Gli alfieri dell’integralismo ateo

Chain bridge china 1930

«A me sembra una cosa infantile credere in Dio. Un po’ come credere alla Befana». Margherita Hack

«La cattiva notizia è che Dio non esiste. Quella buona, è che non ne hai bisogno». Unione Atei Agnostici Razionalisti, campagna pubblicitaria sugli autobus di Genova, 2009

Con buona pace della compianta astrofisica Margherita Hack, non c’è nulla di infantile nel credere in un qualsiasi dio.

Il sentimento religioso è una parte integrante della cosiddetta natura umana, perché è intrinseco all’essere umano sentirsi aggrediti dal caos incessante che ci circonda, percepire la minaccia della mancanza di senso, soffrire la propria finitezza e la propria irrimediabile caducità.

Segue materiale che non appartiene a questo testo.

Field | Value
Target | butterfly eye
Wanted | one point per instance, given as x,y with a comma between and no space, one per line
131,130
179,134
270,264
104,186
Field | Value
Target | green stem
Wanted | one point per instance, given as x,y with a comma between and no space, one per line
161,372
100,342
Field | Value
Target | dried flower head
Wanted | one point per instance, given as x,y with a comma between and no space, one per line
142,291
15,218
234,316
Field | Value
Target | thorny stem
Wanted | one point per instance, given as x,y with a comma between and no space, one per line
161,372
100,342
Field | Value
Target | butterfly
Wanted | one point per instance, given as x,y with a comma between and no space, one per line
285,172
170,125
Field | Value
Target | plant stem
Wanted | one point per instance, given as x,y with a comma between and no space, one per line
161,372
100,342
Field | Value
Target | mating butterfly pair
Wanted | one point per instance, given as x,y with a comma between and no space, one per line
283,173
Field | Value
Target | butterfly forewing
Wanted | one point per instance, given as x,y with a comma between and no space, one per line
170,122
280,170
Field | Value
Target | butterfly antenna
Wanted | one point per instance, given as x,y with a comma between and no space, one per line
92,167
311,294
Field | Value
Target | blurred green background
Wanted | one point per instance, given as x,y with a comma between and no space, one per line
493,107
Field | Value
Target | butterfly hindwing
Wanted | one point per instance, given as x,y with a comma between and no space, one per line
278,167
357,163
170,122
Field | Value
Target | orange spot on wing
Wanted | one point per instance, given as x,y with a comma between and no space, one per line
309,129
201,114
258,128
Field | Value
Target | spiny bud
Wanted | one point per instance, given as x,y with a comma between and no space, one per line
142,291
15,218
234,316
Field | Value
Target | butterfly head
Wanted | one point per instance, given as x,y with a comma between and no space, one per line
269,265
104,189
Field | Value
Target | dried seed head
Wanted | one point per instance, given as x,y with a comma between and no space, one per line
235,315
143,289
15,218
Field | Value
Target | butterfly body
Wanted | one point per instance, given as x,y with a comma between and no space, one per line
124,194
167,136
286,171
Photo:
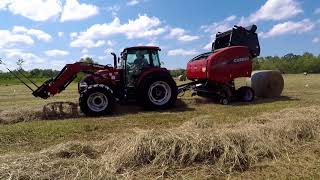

Fin da quando l’uomo ha cominciato a disegnare sulle pareti delle caverne ha dovuto fare i conti con questa primordiale percezione di incompletezza e ha elaborato soluzioni per far fronte a essa. Credere in un essere superiore che in qualche maniera orientasse teleologicamente l’universo, cioè lo ordinasse dandogli un fine (da telos, che in greco significa appunto fine o scopo) e lo risolvesse escatologicamente (l’escatologia, da éskhatos, ultimo, è la risposta al problema del fine ultimo del destino umano e universale), è stata una delle prime e più importanti strategie di sopravvivenza esistenziale.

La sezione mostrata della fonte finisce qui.